Ma Noi siamo un minestrone è anche la filigrana di ciò che è accaduto in questo quarto di secolo sotto l’aspetto lavorativo: uova contate una per una, numeri che diventano memoria – centomila piatti lavati, cinquantamila uova per tagliatelle da preparare in scena, duemilacinquecento repliche in tutta Italia – e che raccontano una fedeltà ostinata a un modo di fare teatro e di stare al mondo.
Dentro questo flusso entrano le storie: l’amore per la natura, l’innamoramento di coppia e la gioia della condivisione, la paura della solitudine legata al tempo che passa. Gli sguardi sempre più illuminati di Paola, le parole sempre più empatiche di Stefano diventano archivio vivente di esperienze. I racconti si intrecciano con la musica – Janis Joplin, John Lennon – non come citazioni nostalgiche, ma come colonne sonore di un idealismo che non si è spento.
È presente anche l’eco profonda del Living Theatre: non come modello da imitare, ma come genealogia ideale. Judith Malina e Julian Beck hanno incarnato un teatro politico e di protesta, fondato sull’amore, sull’immaginazione, sulla possibilità di cambiare il mondo partendo dai corpi e dalle relazioni. Anche l’uso simbolico della kefiah palestinese, qui riesumata da una cassa da Paola Berselli, rimanda a un’idea di solidarietà concreta e di giustizia sociale. Le Ariette raccolgono quell’eredità e la traducono in un linguaggio intimo, domestico, rurale: il politico qui non è lo slogan, ma la pratica quotidiana del prendersi cura.
La natura attraversa lo spettacolo in modo profondo. Gli animali non “entrano in scena” come personaggi, ma è come se entrasse in scena tutta la campagna, con la sua vita pulsante: dal bruco alla gallina, dalla volpe alla donnola. La terra coltivata convive con la terra lasciata libera, dove l’erba cresce, i cespugli avanzano e divorano il teatro costruito a mano alle Ariette, pietra su pietra.

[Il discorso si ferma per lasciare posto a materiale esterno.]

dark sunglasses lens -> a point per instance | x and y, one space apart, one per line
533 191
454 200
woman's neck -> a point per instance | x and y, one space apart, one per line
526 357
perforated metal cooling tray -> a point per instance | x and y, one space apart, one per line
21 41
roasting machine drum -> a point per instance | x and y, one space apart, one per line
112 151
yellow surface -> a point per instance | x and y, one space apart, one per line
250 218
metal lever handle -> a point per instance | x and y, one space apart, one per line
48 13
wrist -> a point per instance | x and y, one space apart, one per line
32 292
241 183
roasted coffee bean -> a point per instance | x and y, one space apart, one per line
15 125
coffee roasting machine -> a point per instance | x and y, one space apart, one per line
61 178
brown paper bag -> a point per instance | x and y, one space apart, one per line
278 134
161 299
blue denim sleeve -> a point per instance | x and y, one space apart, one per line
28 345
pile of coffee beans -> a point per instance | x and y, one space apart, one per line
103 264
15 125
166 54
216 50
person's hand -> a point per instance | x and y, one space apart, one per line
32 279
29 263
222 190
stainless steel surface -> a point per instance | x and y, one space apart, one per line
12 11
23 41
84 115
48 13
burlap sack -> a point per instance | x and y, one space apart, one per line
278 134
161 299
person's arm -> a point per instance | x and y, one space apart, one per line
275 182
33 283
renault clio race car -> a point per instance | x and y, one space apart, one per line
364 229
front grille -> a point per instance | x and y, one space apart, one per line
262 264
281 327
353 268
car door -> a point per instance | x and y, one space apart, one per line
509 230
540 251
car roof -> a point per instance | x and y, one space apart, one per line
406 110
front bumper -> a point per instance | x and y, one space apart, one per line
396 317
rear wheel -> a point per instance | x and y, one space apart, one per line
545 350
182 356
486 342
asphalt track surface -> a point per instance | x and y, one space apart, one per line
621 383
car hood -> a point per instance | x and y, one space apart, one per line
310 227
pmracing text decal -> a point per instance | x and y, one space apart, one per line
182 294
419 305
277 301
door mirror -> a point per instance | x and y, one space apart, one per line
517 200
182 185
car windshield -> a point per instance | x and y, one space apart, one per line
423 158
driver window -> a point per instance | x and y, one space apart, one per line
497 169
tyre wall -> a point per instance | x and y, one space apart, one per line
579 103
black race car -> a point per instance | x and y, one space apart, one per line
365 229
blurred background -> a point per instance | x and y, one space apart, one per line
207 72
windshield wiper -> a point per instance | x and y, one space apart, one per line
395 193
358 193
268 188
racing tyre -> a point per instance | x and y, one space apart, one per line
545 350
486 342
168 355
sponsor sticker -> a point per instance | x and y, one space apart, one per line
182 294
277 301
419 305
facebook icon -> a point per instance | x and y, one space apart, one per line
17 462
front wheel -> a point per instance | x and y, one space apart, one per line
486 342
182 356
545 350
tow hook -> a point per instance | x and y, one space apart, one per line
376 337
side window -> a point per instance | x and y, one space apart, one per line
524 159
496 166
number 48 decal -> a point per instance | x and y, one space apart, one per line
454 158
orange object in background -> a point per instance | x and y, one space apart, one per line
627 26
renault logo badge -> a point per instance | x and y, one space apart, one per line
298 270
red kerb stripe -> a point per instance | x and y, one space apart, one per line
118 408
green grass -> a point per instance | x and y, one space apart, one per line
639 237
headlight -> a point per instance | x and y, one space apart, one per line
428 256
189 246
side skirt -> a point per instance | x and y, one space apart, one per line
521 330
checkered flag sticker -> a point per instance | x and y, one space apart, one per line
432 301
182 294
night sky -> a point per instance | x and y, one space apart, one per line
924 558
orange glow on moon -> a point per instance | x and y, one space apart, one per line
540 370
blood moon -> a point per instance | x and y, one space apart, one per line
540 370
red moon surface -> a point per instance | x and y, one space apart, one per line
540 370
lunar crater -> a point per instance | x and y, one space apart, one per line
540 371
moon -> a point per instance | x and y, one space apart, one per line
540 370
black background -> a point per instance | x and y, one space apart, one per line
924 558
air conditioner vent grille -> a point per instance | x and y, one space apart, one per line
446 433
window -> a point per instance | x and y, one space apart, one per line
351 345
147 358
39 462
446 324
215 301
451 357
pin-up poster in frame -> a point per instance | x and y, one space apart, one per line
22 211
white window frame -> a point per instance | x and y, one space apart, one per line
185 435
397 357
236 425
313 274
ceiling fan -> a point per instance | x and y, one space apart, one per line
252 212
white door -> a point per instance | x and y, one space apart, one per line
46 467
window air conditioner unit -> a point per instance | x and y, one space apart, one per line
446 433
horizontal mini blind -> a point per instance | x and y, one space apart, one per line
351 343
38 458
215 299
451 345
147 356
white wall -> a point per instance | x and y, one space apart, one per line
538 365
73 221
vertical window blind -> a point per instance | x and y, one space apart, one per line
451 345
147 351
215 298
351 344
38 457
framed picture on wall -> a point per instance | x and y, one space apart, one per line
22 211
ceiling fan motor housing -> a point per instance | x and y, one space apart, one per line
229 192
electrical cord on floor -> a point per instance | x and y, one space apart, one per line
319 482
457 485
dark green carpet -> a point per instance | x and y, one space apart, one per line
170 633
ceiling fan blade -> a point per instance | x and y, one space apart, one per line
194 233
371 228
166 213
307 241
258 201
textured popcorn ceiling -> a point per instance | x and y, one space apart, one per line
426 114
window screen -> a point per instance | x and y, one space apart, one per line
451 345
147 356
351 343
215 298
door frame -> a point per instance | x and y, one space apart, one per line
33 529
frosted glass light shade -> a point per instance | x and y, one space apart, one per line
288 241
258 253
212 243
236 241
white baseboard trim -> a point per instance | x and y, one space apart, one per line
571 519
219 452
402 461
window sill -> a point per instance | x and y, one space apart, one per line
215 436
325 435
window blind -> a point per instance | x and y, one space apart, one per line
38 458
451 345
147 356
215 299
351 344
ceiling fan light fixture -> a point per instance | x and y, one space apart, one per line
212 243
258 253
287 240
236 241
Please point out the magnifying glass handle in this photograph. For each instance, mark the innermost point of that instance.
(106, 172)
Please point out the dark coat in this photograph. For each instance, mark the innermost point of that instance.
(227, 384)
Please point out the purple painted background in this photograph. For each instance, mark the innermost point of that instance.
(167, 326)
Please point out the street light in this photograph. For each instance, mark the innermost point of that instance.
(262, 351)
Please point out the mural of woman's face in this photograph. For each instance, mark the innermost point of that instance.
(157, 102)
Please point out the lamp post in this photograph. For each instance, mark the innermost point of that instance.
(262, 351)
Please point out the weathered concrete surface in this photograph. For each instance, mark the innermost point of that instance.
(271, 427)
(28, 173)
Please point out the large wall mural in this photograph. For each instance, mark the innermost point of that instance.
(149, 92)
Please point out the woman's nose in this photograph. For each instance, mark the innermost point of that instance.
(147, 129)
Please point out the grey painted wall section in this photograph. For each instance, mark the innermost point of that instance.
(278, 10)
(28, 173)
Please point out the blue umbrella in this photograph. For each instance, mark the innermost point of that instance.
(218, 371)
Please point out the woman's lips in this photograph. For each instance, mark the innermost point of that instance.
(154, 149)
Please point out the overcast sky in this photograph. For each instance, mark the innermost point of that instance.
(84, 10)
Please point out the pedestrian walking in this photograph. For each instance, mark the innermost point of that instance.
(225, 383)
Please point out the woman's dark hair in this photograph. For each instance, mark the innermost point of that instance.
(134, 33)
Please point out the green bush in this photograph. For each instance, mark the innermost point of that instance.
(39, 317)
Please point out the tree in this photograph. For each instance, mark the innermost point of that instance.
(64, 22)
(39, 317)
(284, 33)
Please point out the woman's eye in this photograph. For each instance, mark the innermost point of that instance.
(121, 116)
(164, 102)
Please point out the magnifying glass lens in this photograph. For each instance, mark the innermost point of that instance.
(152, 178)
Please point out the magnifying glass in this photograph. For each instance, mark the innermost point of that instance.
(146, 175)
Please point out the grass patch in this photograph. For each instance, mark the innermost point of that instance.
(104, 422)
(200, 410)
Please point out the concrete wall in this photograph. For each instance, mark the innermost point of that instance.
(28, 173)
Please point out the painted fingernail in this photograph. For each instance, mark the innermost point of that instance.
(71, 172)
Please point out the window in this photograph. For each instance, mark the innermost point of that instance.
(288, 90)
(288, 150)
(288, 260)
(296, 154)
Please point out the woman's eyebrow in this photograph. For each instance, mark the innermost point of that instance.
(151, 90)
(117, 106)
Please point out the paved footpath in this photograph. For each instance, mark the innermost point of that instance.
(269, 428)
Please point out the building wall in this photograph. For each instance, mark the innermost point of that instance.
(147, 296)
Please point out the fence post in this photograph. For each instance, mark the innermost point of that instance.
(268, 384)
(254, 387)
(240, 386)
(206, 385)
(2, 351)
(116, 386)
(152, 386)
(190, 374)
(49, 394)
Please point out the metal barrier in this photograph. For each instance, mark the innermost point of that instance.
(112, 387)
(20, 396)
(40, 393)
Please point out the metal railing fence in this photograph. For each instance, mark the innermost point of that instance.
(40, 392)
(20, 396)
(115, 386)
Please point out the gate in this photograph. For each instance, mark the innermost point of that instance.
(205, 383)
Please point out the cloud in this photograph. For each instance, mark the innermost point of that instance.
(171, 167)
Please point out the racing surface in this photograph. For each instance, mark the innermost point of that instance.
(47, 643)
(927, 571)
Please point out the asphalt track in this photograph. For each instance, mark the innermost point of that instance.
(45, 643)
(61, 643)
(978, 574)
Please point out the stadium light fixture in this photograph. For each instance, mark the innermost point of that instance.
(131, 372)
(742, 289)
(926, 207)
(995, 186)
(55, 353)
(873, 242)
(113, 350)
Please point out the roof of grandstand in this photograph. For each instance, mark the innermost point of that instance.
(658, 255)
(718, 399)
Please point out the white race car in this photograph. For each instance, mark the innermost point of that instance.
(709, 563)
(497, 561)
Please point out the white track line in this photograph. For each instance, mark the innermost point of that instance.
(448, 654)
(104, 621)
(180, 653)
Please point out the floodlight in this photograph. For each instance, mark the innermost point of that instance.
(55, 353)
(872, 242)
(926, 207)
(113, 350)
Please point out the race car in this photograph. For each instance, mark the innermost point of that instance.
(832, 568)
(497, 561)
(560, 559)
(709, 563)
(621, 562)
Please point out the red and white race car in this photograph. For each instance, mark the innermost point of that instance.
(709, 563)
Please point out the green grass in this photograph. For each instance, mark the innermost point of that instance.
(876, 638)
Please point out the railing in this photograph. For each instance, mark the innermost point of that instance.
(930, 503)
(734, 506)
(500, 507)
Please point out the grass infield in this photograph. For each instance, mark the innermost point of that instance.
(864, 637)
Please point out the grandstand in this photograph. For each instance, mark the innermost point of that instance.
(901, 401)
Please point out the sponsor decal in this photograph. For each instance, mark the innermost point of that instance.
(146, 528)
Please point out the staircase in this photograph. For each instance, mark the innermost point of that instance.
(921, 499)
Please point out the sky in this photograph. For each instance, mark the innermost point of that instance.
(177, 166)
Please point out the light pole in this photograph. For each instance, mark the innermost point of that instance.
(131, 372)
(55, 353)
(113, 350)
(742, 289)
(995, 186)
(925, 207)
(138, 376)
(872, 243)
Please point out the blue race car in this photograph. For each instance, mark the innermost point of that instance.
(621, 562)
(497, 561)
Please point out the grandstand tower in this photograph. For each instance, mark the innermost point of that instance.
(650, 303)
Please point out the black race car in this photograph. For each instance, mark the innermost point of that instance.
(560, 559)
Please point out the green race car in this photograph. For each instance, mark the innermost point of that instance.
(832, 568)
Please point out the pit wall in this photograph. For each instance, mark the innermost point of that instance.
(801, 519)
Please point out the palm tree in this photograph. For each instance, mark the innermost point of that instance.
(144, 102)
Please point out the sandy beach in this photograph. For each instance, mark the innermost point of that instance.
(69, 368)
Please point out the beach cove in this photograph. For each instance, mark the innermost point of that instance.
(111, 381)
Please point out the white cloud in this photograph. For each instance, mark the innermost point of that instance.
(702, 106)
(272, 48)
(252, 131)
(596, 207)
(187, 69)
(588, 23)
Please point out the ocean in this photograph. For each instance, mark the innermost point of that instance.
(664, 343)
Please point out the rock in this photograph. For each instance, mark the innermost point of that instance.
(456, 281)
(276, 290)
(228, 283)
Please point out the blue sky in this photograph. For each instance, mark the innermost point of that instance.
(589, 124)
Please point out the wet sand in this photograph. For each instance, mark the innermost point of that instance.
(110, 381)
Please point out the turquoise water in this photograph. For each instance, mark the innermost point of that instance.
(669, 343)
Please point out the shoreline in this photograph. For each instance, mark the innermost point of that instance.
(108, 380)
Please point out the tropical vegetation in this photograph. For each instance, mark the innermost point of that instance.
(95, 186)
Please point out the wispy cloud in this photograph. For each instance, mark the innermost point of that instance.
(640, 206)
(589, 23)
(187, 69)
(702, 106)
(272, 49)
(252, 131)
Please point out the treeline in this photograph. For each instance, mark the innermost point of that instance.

Gli alberi si prendono spazio. C’è una visione ecologica non ideologica, ma vissuta: coltivare e, allo stesso tempo, lasciare che la natura faccia il suo corso. La bellezza di un fiore, i suoi colori, diventano immagine di un’armonia possibile.
Le patate, un po’ sottoterra e un po’ fuori, sono forse il simbolo più efficace dello spettacolo: radicate ma esposte, nascoste e visibili; come gli esseri umani, come gli artisti, come chi sceglie di vivere senza separare lavoro e vita. La ritualità delle stagioni attraversa tutto il racconto di questi attori-contadini, trasformando i corpi nel sole, nelle stelle, nel tempo che scorre.
Noi siamo un minestrone è anche un grande racconto d’amore: amore tra due persone, amore per il lavoro, per la terra, per gli incontri. È un’agape laica, un banchetto teatrale che celebra la gioia dello stare insieme. Non c’è retorica, non c’è moralismo. C’è la consapevolezza che la felicità, forse, è una cosa semplice e difficilissima allo stesso tempo.
Alla fine si esce sazi. Non solo di cibo, ma di umanità. Con la sensazione che il teatro possa ancora essere un luogo di trasformazione reale, un inno alla vita e alla compagnia, una piccola ma tenace utopia cucinata a fuoco lento.